As such, Vange made the decision to move CompuEase completely to the cloud. Although the entire CompuEase team works from one big office, they do have some remote workers every now and then.
“Often, when family concerns come up, we let people work from home, so it’s important for us to be completely cloud-based,” he says. “Now we have nothing that can’t be done from anywhere you can get an internet connection, and WORKetc plays a pivotal role in helping with that.”
Working with WORKetc
CompuEase’s iOS and Android projects usually take around four months from concept to development, and the company prides itself on having a team ready to go the very next day once contracts are signed. Sticking to the timeframe can be challenging, but Vange says WORKetc has been a big help.
“WORKetc played a big part in letting us manage and stick to our timeframe. It let us keep track of everybody and kept our project on track. In two weeks, we had a full design pretty much done, complete with fully interactive mockups done through Axure.”
With time being such an important resource for CompuEase, Vange and his team have found extensive uses for WORKetc’s timesheet feature, which initially got them into WORKetc in the first place. Now, all their projects are run through WORKetc.
They also use many of the other modules, including the CRM, the sales module, and the help desk. The knowledge base in particular has also proven very useful for the team, especially when onboarding new people.

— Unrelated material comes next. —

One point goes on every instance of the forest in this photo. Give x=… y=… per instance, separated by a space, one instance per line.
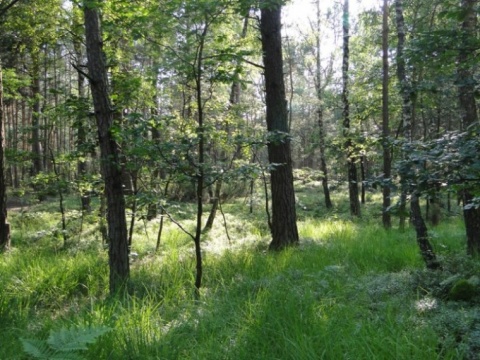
x=271 y=179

“We use the knowledge base to keep track of how our clients’ sites are set up and all sorts of other client-related information.” Vange explains. “We also use it for our little internal wiki library to store procedures, tips, tricks, and things to look out for, like how to set up software development environments, etc.—all the little things we do to help get new people up to speed when we take them on.”
A platform-agnostic future
In less than a year, CompuEase will have been around for a full decade. Vange and his team are showing no signs of slowing down, though, and they are already looking towards whatever the future may bring.

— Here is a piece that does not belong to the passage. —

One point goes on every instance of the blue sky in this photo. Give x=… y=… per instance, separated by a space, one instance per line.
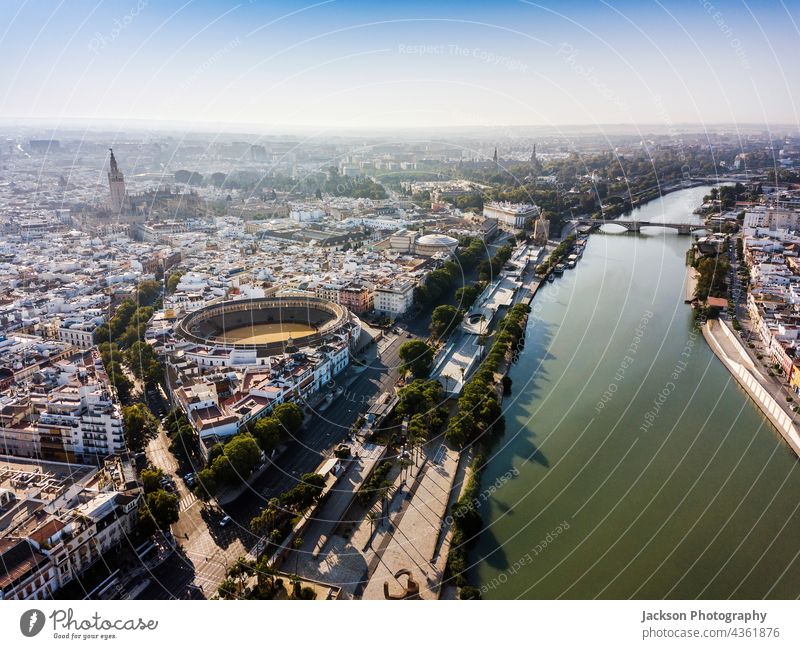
x=369 y=64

“In the next few years, I think we’ll be pushing more for mobile,” he says. “I see that as being a bigger and bigger part of our business. Apart from that, it’s hard to say where it’s going. A lot of people are making predictions, but that’s all just guesswork, I suppose.

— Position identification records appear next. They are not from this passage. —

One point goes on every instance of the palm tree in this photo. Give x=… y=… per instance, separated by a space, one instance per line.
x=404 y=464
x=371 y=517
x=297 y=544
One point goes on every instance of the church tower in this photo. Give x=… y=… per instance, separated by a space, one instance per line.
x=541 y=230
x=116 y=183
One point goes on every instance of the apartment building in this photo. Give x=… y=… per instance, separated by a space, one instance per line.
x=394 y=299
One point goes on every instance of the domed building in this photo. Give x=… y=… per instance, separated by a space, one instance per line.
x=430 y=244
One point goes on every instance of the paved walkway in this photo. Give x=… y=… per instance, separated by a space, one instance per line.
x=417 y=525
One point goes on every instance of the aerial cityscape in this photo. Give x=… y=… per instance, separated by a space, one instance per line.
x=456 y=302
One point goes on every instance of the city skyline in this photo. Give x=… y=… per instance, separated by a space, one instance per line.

“We’re hedging our bets and basically just trying to stay innovative. We keep trying new things. We’ve got a Beacon toolkit we’re mucking with right now—you never know where all this stuff will merge, converge, and integrate.”
He may be holding his cards close to his chest when it comes to CompuEase’s future, but Vange already has a vision of where the industry is headed in the larger scheme of things: a future where platform becomes irrelevant.
“I think the type or brand of devices are going to become less and less important,” he says. “Whether you’re using an iPhone, an Android phone, or a desktop, you’re going to want the same experience across all your devices. So I think it’s going to be important to be able to build software that gives the same user experience across different platforms.
“Future solutions will sort of transcend any device; you don’t even want to think of them as separate products,” he muses. “They’ll just be another component of the same product, whether you’re using a smartphone, tablet, laptop, or even a wearable device.”
- Innovate or die; always try to stay on top of current technologies and best practices, no matter what industry you’re in.
- If you want to go mobile, make sure you have good processes and systems in place. Mobile apps will prove useless if you can’t integrate them effectively into your systems.